Autor: partycasino casino
En esta ocasión, el sector proeuropeo resultó vencedor. Acción Solidaria (PAS), el partido de la hasta ahora presidenta, Maia Sandu, lograría mantener la mayoría absoluta con un 50,16% de los votos. Así pues, el país ha optado por seguir la senda europea y, en consecuencia, alejarse de Moscú. Por su parte, el sector prorruso, el Bloque Electoral Patriótico (BEP), ha logrado un 24,19% de los votos, afianzándose así como el principal partido de la oposición. El Movimiento Alternativo Nacional se sitúa en la tercera posición con un 7,97%. En cuarto lugar se encuentra Nuestro Partido, con un 6,2%. Democracia en Casa, por su parte, ha conseguido superar la barrera electoral del 5% (5,72%) y podrá ostentar representación en el parlamento.
La mayoría absoluta lograda por el partido de Maia Sandu permitirá a Moldavia progresar en su intento de adhesión a la Unión Europea, tarea que conlleva años de adaptación legislativa y el mantenimiento de buenas relaciones con Bruselas. No obstante, conviene señalar que Acción Solidaria ha perdido apoyo desde el año 2021. Las dificultades económicas a las que se enfrenta el país conforman una de las principales causas. Moldavia se encuentra entre las naciones más pobres del continente europeo. Esto unido a diversos factores como la guerra en Ucrania o la interferencia rusa han derivado en una alta polarización entre la ciudadanía.
Polarizaciones aparte, la campaña electoral parece haber dado sus frutos y ha conseguido movilizar a un número considerable de moldavos con un 52,21% de participación (más de 1,6 millones de personas en territorio estatal y 270.000 en el extranjero). Parece ser que en este último, en el extranjero, es donde goza de mayor popularidad el PAS, puesto que ha obtenido la considerable cifra del 78,51% de los votos. En la capital, Chisinau, también se ha impuesto con un 52,68%.

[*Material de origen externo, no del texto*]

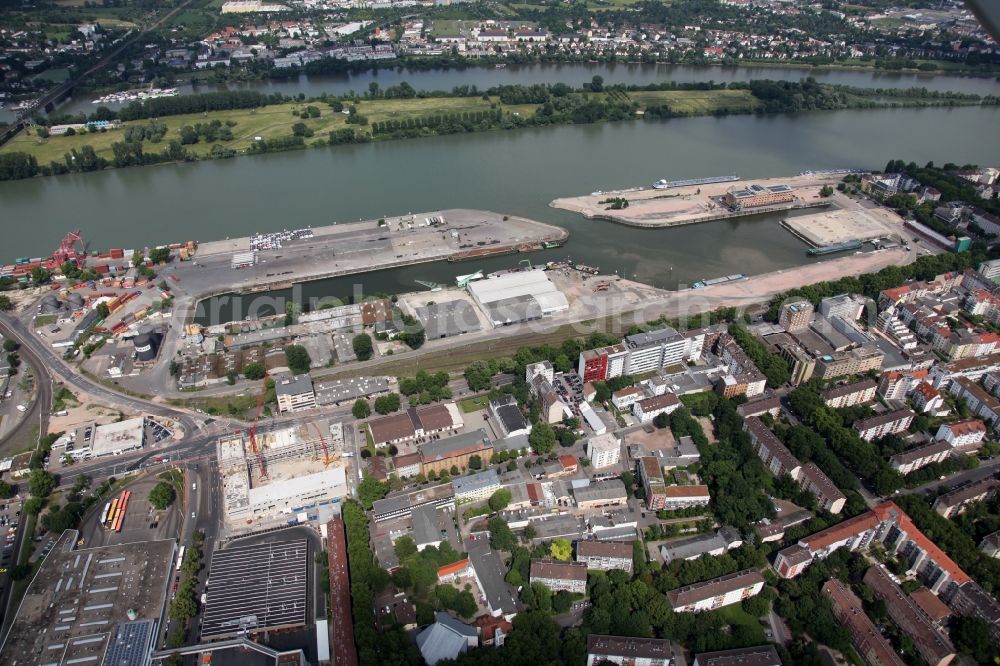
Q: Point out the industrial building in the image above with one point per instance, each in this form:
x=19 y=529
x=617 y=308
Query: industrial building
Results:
x=518 y=296
x=445 y=320
x=292 y=470
x=258 y=588
x=92 y=605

Con todo, como no podría ser de otra forma en el controvertido mundo de la política, las elecciones no están exentas de polémica. El bloque proeuropeo ha denunciado sufrir una campaña de desprestigio y desestabilización por parte de Rusia con el objetivo de arrebatarle el poder al PAS. Entre las distintas estrategias que el gobierno ha denunciado se encuentran campañas de desinformación y financiamiento ilegal a agrupaciones opositoras. La oposición, por su parte, ha devuelto las acusaciones alegando haber sufrido persecución institucional y distintas estrategias de manipulación.
Para añadir más tensión al contexto político, el expresidente de la nación, Igor Dodon, del Bloque Patriótico, se ha autoproclamado vencedor. Debido a dicha convicción, ha instado a la ciudadanía a convocar una manifestación pacífica frente al parlamento “para defender el voto ciudadano”. La región de Transnistria, territorio de mayoría prorrusa y crítico con la orientación hacia la Unión Europea, por su parte, ha acusado al gobierno de intentar limitar el voto de los residentes de la región.
En resumen, podemos ver como las elecciones han reflejado tanto la orientación proeuropea del país como las profundas divisiones internas e influencia externa en su política. La victoria del PAS ofrece una oportunidad para avanzar en la integración europea, aunque los desafíos económicos y la profunda polarización social siguen siendo obstáculos a tener en cuenta. Además, las tensiones con Rusia y la situación particular de regiones como Transnistria muestran que el camino hacia la estabilidad política y la cohesión nacional será largo y complejo. En definitiva, Moldavia se halla en una situación crítica para el futuro de la nación, en el que las decisiones que se tomen actualmente decidirán el rumbo del país en los próximos años.